The UK invention that made portable radar a reality. Although radar was already known to both sides, the equipment was still massive and non portable. This UK invention (wiki-link) and the USA's WW2 productivity capabilities was one of the main technological contributors to 'vinning ze Var'

Read somewhere that the 'Brits' were against donating one of these to the Americans (Allies WW2 Technological Exchange Agreement), but Winston Churchill over-ruled them, and in a 'return convoy' a small box not much bigger than a shoe box, travelled on a ship with tight security. It was said that the Americans were 'blown away' when they saw the device - and very soon miniature portable radar sets appeared on most military 'vehicles'.

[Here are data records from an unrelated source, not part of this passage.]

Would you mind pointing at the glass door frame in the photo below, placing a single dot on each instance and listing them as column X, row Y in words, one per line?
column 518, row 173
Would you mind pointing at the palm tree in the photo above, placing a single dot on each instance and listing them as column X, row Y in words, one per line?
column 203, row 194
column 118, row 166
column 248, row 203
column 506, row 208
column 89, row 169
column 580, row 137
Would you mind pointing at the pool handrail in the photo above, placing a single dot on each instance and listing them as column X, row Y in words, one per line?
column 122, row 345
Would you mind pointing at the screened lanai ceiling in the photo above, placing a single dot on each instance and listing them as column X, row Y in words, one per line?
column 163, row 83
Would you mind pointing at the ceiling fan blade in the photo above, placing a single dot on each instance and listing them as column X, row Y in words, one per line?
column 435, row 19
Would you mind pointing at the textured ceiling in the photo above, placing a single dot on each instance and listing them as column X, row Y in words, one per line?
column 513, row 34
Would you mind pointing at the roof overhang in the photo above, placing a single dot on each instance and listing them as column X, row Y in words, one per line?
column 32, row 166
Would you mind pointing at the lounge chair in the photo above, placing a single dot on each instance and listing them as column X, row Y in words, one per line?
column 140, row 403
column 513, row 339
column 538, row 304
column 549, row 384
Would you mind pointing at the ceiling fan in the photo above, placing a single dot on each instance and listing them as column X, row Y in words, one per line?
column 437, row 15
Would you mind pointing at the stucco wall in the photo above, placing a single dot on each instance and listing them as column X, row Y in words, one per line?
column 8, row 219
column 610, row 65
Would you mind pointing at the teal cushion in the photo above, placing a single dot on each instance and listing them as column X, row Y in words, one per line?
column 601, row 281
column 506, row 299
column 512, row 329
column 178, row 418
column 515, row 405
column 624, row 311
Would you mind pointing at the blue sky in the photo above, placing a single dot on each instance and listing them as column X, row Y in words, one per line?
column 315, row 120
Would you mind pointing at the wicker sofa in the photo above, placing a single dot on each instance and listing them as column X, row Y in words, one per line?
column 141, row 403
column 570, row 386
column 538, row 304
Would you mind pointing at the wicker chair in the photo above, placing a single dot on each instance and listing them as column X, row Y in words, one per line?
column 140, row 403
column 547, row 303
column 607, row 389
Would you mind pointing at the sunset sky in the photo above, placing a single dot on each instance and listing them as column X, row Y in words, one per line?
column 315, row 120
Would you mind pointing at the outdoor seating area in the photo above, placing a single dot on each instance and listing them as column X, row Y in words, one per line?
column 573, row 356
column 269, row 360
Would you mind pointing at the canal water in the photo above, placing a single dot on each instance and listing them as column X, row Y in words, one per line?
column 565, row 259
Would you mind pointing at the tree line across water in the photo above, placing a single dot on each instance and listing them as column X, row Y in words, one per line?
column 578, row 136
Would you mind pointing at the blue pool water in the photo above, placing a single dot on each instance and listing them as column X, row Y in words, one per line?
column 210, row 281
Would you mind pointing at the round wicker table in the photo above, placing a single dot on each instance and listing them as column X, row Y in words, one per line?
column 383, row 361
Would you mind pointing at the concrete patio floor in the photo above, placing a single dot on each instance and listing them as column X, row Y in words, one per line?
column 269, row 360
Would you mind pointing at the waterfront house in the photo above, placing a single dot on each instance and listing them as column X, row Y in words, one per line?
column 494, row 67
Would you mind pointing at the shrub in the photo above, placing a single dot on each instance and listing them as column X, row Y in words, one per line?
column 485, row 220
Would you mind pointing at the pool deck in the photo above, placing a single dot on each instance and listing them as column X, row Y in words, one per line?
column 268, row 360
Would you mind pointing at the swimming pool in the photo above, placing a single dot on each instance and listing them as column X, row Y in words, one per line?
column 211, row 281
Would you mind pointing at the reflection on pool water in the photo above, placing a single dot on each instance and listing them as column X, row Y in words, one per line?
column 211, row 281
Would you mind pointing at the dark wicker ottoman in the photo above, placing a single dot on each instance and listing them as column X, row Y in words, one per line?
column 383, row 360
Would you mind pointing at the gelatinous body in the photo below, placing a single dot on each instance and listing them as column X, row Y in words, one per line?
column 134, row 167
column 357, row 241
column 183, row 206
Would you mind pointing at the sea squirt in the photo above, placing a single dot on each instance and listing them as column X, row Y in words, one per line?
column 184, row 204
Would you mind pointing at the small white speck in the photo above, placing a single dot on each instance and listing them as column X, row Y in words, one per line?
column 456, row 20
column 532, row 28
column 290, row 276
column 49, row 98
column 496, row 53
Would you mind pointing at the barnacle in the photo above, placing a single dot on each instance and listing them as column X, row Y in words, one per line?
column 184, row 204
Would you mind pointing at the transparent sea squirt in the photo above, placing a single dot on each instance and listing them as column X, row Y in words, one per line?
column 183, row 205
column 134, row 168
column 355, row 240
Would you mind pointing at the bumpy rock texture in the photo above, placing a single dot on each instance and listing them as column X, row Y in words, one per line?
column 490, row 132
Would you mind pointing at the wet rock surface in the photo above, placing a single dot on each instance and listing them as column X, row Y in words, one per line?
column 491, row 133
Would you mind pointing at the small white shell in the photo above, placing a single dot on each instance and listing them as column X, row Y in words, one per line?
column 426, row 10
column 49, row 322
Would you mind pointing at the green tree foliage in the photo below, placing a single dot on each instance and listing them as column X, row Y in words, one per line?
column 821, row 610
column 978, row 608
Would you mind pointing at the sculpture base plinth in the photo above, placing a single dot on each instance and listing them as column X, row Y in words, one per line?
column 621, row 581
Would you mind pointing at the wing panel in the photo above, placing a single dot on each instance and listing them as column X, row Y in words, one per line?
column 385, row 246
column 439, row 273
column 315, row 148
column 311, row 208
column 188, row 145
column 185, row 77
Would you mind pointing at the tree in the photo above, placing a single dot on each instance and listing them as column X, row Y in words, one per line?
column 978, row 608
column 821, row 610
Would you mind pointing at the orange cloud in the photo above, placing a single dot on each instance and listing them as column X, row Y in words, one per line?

Essentially all high powered radar systems are 'pulsed', or they'd pop within a second. Nowdays there are many types of radar, using the microchip to do signal conditioning, etc to pick out the relevant info from the mess.
Most radars use a single frequency (limitations of the magnetron) where the frequency has known effects in the atmosphere
- High frequency is absorbed more readily and has shorter effective range, and better target definition. Smaller aerials, more line of site operation.
- Lower Frequency stuff has longer ranges and is 'bent'/'bounced' by the atmosphere so has the capability to look over the horizon. It has poorer target definition. Larger aerials.

You can see the 'similarities/opposites' in Sonar where a high frequency ping is 'bent' more easily than a lower frequency at greater depths or through thermal layers. Modern day sonars also use a 'Chirp' method, which is just a range of frequencies transmitted (Frequency sweep). To get anything intelligable from this, one needs processing power of DSP microchips of something similar.